As the fall calving season commences, now is the time to put together and post a protocol for family members and hired employees to follow when they find a cow or heifer starting in the process of calving.
An issue facing the rancher at calving time is the amount of time heifers or cows are allowed to be in labor before assistance is given. Formerly, traditional textbooks, fact sheets and magazine articles stated that “Stage II” of labor lasted from two to four hours.

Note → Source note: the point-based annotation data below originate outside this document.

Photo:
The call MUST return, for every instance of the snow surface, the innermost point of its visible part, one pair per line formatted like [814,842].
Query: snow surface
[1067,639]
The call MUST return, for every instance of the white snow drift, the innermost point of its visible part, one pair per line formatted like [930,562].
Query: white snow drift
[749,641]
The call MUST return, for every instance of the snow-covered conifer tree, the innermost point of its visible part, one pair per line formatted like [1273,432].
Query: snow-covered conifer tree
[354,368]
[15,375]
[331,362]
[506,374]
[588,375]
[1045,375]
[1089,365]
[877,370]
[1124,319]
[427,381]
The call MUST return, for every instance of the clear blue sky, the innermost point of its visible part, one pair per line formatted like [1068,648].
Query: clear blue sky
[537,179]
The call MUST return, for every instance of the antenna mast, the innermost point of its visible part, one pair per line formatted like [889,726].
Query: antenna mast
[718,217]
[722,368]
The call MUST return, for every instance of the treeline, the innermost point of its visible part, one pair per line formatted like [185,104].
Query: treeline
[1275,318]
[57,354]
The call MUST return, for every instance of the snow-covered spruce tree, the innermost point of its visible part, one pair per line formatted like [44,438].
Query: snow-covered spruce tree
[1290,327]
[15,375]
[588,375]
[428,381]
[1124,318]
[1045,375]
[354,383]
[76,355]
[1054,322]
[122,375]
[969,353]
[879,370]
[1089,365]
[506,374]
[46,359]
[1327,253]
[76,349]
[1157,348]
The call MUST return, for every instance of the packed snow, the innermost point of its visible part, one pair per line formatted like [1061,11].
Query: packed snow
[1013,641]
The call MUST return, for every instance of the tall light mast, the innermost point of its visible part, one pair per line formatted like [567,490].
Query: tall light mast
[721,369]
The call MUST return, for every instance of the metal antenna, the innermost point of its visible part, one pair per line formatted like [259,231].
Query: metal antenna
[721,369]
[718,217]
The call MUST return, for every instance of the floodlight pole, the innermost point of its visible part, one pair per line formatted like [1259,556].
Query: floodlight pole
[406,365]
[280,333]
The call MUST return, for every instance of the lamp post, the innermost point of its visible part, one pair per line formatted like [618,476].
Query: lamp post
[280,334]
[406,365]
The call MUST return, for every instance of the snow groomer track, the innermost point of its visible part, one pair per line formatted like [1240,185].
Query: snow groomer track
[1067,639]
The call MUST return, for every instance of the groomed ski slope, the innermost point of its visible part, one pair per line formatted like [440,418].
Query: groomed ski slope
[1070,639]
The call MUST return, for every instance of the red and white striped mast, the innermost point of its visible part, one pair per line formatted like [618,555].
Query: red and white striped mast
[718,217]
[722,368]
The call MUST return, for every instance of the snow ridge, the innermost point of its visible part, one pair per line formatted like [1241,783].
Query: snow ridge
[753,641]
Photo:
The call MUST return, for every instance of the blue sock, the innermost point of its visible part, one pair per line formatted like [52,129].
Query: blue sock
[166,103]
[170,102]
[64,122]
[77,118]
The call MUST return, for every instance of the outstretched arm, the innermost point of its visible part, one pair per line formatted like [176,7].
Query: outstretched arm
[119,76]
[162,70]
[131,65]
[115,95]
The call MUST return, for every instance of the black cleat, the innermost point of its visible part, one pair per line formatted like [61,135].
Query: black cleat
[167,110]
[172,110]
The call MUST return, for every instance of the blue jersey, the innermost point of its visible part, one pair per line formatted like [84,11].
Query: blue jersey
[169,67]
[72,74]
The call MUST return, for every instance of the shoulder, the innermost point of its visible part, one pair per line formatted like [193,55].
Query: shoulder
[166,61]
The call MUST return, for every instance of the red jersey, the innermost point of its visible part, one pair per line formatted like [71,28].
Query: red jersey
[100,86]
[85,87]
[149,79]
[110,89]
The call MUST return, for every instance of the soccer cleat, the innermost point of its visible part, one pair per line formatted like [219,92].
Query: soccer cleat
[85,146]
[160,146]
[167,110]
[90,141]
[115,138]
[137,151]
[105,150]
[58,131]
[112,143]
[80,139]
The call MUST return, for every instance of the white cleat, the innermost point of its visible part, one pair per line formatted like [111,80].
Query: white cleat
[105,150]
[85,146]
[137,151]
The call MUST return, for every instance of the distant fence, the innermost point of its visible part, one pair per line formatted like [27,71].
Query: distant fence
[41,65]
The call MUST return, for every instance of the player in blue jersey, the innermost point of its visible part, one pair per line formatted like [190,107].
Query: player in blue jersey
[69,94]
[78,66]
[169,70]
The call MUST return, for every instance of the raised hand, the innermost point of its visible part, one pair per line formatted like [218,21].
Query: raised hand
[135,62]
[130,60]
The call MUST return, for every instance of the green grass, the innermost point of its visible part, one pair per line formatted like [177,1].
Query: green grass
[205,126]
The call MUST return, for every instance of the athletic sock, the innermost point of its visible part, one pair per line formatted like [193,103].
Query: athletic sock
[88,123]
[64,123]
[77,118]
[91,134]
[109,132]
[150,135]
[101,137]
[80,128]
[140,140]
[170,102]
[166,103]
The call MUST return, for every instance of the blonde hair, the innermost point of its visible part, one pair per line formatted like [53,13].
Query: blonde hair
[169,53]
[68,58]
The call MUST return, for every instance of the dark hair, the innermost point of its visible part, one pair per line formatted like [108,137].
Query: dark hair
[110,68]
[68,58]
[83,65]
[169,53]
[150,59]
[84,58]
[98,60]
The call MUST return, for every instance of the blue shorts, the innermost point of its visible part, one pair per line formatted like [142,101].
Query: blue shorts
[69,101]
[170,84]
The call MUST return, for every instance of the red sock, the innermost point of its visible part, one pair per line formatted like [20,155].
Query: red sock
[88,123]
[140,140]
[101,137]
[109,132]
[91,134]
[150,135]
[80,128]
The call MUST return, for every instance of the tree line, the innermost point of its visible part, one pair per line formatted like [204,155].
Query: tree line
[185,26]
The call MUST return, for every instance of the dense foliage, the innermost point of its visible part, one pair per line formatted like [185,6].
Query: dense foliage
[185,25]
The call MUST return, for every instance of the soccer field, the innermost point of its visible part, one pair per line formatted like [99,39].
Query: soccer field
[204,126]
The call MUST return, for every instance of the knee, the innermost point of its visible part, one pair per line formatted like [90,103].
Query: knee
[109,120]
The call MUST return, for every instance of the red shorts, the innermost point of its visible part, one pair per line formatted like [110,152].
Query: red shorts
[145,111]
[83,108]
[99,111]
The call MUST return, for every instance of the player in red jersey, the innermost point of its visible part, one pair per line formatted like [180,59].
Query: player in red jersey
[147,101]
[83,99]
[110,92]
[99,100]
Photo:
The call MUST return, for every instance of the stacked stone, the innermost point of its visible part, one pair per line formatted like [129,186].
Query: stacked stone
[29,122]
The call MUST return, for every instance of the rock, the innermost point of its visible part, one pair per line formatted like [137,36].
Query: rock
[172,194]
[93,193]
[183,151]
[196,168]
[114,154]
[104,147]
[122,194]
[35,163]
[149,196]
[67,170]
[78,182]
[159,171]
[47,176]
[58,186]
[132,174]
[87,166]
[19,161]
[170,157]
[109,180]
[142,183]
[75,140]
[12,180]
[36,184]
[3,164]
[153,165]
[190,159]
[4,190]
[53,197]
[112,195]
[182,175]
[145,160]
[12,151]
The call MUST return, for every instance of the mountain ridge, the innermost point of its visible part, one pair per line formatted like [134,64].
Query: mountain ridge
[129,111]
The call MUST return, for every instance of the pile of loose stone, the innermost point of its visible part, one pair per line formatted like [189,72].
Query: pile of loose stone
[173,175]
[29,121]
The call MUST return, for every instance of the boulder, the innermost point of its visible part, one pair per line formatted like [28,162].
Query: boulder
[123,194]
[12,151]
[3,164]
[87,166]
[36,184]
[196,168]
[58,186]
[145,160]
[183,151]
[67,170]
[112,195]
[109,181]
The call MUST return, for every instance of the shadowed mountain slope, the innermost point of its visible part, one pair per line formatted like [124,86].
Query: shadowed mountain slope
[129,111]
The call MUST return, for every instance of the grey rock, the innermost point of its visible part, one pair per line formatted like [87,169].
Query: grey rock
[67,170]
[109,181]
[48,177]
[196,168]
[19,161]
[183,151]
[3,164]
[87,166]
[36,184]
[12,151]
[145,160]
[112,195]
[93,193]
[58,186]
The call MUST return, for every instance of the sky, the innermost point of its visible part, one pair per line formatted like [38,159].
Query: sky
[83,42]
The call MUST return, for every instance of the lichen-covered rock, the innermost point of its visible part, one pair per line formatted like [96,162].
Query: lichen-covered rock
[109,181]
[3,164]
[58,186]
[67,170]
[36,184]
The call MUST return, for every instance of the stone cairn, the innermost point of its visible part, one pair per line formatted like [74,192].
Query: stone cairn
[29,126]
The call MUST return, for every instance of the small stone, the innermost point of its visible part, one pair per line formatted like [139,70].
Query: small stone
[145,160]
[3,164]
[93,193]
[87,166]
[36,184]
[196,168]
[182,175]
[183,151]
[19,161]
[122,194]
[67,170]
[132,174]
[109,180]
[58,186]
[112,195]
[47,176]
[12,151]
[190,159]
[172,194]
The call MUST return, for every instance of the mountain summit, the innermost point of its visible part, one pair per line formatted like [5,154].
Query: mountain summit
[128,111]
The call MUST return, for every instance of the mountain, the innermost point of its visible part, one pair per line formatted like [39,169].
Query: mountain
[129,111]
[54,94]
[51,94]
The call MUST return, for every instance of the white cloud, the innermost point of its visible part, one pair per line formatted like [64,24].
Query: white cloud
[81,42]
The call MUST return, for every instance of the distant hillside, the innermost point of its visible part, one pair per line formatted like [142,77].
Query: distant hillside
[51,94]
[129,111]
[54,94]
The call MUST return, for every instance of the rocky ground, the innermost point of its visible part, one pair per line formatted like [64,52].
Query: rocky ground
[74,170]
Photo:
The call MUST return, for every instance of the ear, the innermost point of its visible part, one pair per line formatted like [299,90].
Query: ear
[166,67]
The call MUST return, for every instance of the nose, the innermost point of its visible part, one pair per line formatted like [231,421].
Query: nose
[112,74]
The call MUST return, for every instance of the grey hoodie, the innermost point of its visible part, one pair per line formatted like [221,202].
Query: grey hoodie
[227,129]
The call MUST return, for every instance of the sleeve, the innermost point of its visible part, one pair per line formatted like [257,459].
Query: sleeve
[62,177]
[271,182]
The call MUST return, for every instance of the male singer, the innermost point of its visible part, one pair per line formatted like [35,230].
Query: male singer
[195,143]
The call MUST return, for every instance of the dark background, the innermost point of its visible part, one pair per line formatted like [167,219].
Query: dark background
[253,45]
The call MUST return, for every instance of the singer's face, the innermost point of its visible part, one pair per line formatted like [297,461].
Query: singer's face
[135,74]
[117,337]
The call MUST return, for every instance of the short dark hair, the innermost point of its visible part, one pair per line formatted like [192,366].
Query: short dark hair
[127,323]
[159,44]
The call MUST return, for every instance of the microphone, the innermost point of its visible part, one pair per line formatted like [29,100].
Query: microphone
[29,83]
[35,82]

“Stage II” is defined as that portion of the birthing process from the first appearance of the water bag until the baby calf is delivered. Research data from Oklahoma State University and the USDA Experiment Station at Miles City, MT clearly show that Stage II is much shorter, lasting approximately 60 minutes in first-calf heifers, and 30 minutes or less in mature cows.
In these studies, heifers that were in stage II of labor much more than one hour or cows that were in stage II much more than 30 minutes definitely needed assistance. Research information also shows that calves from prolonged deliveries are weaker and more disease prone, even if born alive.
In addition, cows or heifers with prolonged deliveries return to heat later and are less likely to be bred for the next calf crop. Consequently, a good rule of thumb: “If the heifer is not making significant progress one hour after the water bag or feet appear, examine the heifer to see if you can provide assistance. Mature cows should be watched for only 30 minutes before a rectal exam is conducted.”
Make certain the cervix is completely dilated before pulling on the chains. If you cannot safely deliver the calf yourself at this time, call your local large animal veterinarian immediately.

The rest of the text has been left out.